How close is too close
I am with my boyfriend for four years. The first theee were long distance. Him in Indiana me in NY. We live together now with his 16 year old son. We relocated to Borth Carolina. His daughter is still in Indiana attending college. She lives on her own while working and going to school. She gets a scholarship for free college so she has to stay in Indiana. She can't wait to be done and move here to be with us. I love her and her brother. I do not have kids of my own and pretty much lived on my own terms forever.
my issue is, his daughter has no social life. She always relies on her dad, her best friend, to entertain her. Obviously when she comes to visit I expect to spend non stop time with her and all of us as a family.

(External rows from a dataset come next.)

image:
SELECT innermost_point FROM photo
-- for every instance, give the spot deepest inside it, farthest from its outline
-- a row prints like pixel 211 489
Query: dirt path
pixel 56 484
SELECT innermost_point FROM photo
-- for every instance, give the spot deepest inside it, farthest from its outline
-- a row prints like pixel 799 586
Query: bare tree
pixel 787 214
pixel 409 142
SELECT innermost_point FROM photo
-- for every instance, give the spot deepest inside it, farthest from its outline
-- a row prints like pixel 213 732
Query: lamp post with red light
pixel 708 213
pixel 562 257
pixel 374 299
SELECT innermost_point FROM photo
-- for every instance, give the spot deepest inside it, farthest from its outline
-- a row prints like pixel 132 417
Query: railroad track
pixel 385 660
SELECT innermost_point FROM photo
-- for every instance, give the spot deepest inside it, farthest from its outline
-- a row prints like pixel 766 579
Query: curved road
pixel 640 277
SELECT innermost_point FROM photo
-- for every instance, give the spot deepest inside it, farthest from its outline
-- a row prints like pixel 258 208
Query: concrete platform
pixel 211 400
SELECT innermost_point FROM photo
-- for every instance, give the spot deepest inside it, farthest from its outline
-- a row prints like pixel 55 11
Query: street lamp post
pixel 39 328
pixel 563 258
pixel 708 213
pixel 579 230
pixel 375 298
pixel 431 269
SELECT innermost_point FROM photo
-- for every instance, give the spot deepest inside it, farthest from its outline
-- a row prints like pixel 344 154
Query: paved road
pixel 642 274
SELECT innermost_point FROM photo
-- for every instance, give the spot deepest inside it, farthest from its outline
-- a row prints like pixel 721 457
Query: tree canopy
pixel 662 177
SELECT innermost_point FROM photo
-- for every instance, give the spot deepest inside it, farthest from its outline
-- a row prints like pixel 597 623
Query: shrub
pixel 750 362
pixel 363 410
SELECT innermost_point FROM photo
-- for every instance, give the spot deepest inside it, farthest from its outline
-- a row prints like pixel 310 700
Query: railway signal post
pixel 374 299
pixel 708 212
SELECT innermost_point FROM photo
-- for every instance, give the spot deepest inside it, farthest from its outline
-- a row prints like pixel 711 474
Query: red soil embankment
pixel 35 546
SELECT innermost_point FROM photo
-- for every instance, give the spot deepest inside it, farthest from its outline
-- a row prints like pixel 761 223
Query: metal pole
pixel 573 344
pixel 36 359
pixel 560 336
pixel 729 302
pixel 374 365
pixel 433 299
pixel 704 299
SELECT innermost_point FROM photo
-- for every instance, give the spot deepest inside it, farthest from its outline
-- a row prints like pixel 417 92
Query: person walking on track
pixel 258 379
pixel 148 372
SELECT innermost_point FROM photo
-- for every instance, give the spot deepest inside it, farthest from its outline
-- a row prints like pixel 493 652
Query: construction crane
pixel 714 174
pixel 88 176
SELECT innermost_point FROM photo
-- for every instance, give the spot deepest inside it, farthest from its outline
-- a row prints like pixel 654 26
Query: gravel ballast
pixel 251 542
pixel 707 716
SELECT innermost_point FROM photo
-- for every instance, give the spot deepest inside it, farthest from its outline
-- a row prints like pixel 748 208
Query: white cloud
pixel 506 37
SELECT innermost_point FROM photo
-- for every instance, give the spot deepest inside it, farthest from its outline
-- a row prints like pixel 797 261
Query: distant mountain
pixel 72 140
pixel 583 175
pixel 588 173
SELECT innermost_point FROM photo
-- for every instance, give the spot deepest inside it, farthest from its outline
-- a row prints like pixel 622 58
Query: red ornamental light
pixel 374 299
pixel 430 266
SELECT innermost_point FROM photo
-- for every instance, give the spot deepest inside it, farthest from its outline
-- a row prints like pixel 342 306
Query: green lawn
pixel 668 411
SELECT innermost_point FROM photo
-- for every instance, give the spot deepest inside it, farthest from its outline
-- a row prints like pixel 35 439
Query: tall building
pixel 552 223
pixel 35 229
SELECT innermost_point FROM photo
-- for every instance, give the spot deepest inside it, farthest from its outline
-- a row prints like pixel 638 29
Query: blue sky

but I'm afraid she will move here and love in with us and tha will be the end of my boyfriend (soon to be hisband) and i. she has no life of her own. And my bf tells me that it's not weird that she is so close to him. Umm yea it so weird. She's going to be 20. She should be hanging out with friends and not relying on her dad for all emotional and social support.
i absolutely positively do not want to live with her. I know I will be miserable everyday. I also know that this wouldn't be happening for a few years so I really shouldn't even be worrying about it. But I cannot stop thinking about it. If she hears us arguing she butts in and I honestly feel like I'm hanged up on. I don't bring this up to him because it would just be a fight. But it's consuming me. I'm so afraid and I absolutely do not want to be miserable. She shouldn't be relying on her dad for this much emotional and social aipport
they should be close but not best friends. She is 20!!!!
im afraid him and I will not have a life together and I just don't know if I can do this and I'm scared of what the future looks like. I love him but I'm really afraid. I want her close but NOT living with us. I want her close but NOT spending every damn weekend with us.
why can't she just have a life!!! I know this post is all over the place. But that's where my head is lol
thanks for listening. I hope to make friends in this group. I'm new to my area and I don't have any yet.